The city budget dictates how we spent our money for the upcoming fiscal year, which begins July 1st.
First, about a month before it’s set to be voted on, the Mayor releases her proposed budget, which comes from conversations with the public, all the city departments, and councilmembers. Over the next few weeks, councilmembers, city departments, and the Mayor all have meetings and negotiations over which priorities they want to fund for the upcoming year.
A couple weeks before the budget vote, City Council’s budget committee formalizes amendments to the Mayor’s proposal based on each councilmembers’ negotiations.
Then, the full City Council votes on the budget, and if passed, it goes to the Mayor for her signature so it can be officially adopted.
Will the homelessness funding actually make a difference?
We allocated an unprecedented $1.3 billion to solving homelessness through services and housing in this budget. As recently as 2015, we were only spending one-tenth of that, and 90% of it was going to enforcement. This year’s budget has changed that dramatically.
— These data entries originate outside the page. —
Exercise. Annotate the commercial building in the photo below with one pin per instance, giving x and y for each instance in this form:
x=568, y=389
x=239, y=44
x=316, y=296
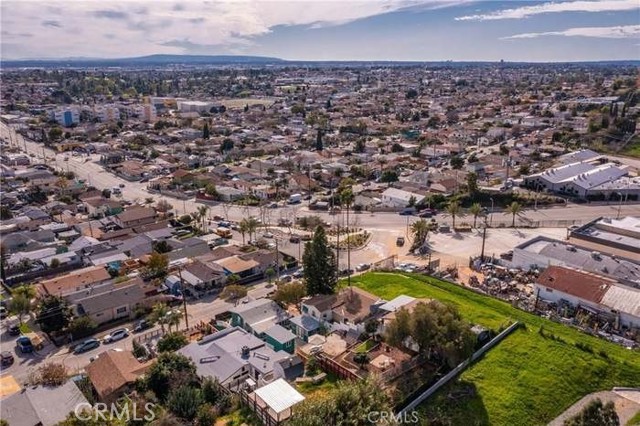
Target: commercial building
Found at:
x=597, y=294
x=620, y=237
x=541, y=252
x=66, y=117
So even though we are facing enormous challenges when it comes to homelessness, that also means we have so much room for improvement. For example, the city has fewer than 400 beds for the over 3,000 unhoused individuals in our district, leading to a nightly occupancy rate between 97%-100% in CD13.
With these investments, we can finally begin to meaningfully expand our capacity to help our unhoused neighbors with interim and permanent housing, so they aren’t forced to live in the streets.
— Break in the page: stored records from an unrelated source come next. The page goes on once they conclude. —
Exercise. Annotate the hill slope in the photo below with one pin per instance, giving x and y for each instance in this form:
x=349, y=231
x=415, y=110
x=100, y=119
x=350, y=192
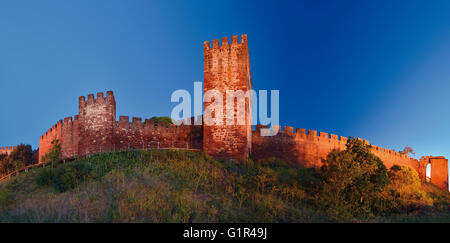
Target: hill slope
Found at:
x=170, y=186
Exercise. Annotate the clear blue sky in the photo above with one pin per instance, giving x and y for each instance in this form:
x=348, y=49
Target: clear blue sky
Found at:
x=379, y=70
Why vote “yes” on the budget given its flaws?
This budget was very far from perfect, and we’re still not where we want to be, but the budget that was passed is still by far the most progressive budget in the history of LA. It represents the first step on the path toward the City we deserve, and it shows that the city is finally taking our homelessness crisis seriously.
In the weeks leading up to the budget vote, we were successfully able to shift around hundreds of millions of dollars for community investment and services that will lift families out of poverty, keep people in their homes, and bring folks out of homelessness.
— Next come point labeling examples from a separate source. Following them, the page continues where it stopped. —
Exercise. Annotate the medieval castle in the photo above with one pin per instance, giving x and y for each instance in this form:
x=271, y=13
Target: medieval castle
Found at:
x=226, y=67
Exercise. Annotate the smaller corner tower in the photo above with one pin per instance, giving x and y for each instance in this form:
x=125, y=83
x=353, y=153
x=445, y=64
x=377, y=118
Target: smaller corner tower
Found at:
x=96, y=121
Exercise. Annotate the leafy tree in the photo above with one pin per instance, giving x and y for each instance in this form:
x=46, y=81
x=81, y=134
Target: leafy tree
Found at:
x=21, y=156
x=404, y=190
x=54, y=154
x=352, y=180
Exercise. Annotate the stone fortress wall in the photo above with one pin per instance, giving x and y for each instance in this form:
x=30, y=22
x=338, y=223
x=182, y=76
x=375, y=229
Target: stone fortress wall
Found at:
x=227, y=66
Even though a “no” vote would have signaled that we still have a long way to go to get where we need to be, it wouldn’t have changed the result of the budget.
I want our city budget to solve homelessness, build more affordable housing, give us true public safety, build out a world class public transit system, and fix our broken infrastructure. Does this budget get us there? No, but we are closer than ever before. And next year, we'll get even closer.
Is the budget final?
No. Even though City Council passed the “final” budget, we’ll still have the chance to reallocate money and make changes every quarter. The budget is a yearlong process, and we need your help, your comments, your calls, and your support to continue pushing our public money in the right direction.
Read Beverly Press’ on what services are coming to Hollywood from the budget
Two More Quick Hits!
1. Robot Dog Passes City Council, Setting a Dangerous Precedent for Automated and Biased Policing
On Tuesday, despite enormous community opposition, City Council approved LAPD's use of a "robot dog." During the contentious meeting before the vote, the machine’s manufacturer refused to tell us how much they’ll profit off of this. And LAPD tried to deny their own data showing how technology like drones are disproportionately used to target Black and brown communities.
The vote’s outcome was extremely disheartening, but we must keep pushing to make our communities safer and to fight back against policies that'll hurt our most vulnerable residents.
Check out our social media thread with clips from the meeting
2. Sanctuary City Ordinance Passes Committee (again)
After passing through City Council’s Civil Rights Committee, our Sanctuary City Ordinance with Councilmembers Eunisses Hernandez and Nithya Raman was approved by the Public Safety Committee this week, and it will move to the full City Council for a vote.
Now more than ever, we need to enshrine Sanctuary City protections into law so that all residents, regardless of documentation status, can interact with the government without fear of retribution or deportation.